Enter the ADAPT-led INTERACT (International Network in Crisis Translation) project which facilitates the collaboration,  policy development, and knowledge sharing necessary across academia, humanitarian, and industrial sectors for timely translation enabled crisis communication. Crisis translation is defined as “the translation of written information from one linguistic and cultural system to another in the context of a crisis scenario.” 

The INTERACT team headed up by Prof. Sharon O’Brien, Professor of Translation Studies at the School of Applied Language and Intercultural Studies in DCU, have partnered with a variety of international organisations, companies, and universities to provide a multifaceted approach to crisis translation and are supporting governments and local organisations to provide Crisis Translation through policy, training, technology, and ethics-based research. 

Communities and responders with access to the most up-to-date information are better prepared and more resilient in a time of uncertainty, which means safer overall. This is why having an accessible way to deliver translations of crisis government notices is so important.

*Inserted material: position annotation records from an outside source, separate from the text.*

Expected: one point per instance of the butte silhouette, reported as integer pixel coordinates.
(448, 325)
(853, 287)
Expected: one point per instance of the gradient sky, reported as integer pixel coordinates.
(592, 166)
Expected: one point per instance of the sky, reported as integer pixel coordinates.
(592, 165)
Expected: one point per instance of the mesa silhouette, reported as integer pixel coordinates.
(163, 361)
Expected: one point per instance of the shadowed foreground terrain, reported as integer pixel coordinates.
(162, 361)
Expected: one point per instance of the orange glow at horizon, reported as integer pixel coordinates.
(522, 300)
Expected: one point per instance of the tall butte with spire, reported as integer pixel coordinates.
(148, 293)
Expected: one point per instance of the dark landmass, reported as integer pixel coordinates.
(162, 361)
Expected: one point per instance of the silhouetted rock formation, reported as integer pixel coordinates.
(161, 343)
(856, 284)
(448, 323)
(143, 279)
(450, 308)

Prof. O’Brien says that crisis policies must acknowledge that communication needs to be in more than official languages to quickly reach a country’s multicultural, multilingual population. 

‘Timely and accurate communication also means in a language that can be understood by minorities within your country,’ she said.

In Wellington, New Zealand, the team supported a community translation event that put together an earthquake preparedness guide in 15 local languages. This helped provide a support structure for local researchers to continue developing a more resilient multi-cultural society through crisis translation. 

More recently, during the current COVID-19 crisis, the INTERACT team has been supporting government administrations with crisis translation responders worldwide. The team’s already established connections in New Zealand resulted in a Wellington City Council Community Liaison Office calling on the team to lend support for their communications with migrant and refugee communities.

In January 2020, a translator in the Ministry of Foreign Affairs in Wuhan, China contacted the team to provide guidance on ensuring that foreign nationals understood the government updates being issued by Chinese officials at the outset of the pandemic. 

The INTERACT team has made their Citizen Translation 101 training and Machine Translation and Post Editing 101 for NGOs in crisis translation available online to aid the global community during this pandemic. These are aimed at supporting organisations who are asking people to translate in a crisis, but those people have no training whatsoever. 

Machine Translation experts in ADAPT led by Deputy Director of the Centre Prof. Andy Way, Professor of Computing at DCU, are also responding to cases where language may be a barrier to access of pertinent information in a time of crisis and have built 8 Machine Translation Systems to facilitate access to multilingual COVID-19 information via Neural Machine Translation. These MT systems are trained on COVID-19 data and are freely available for use in German, French, Italian, Spanish out of /into English. They will be released before the end of April, along with a paper describing the data, system-building process and automatic and human investigations of the quality of the systems.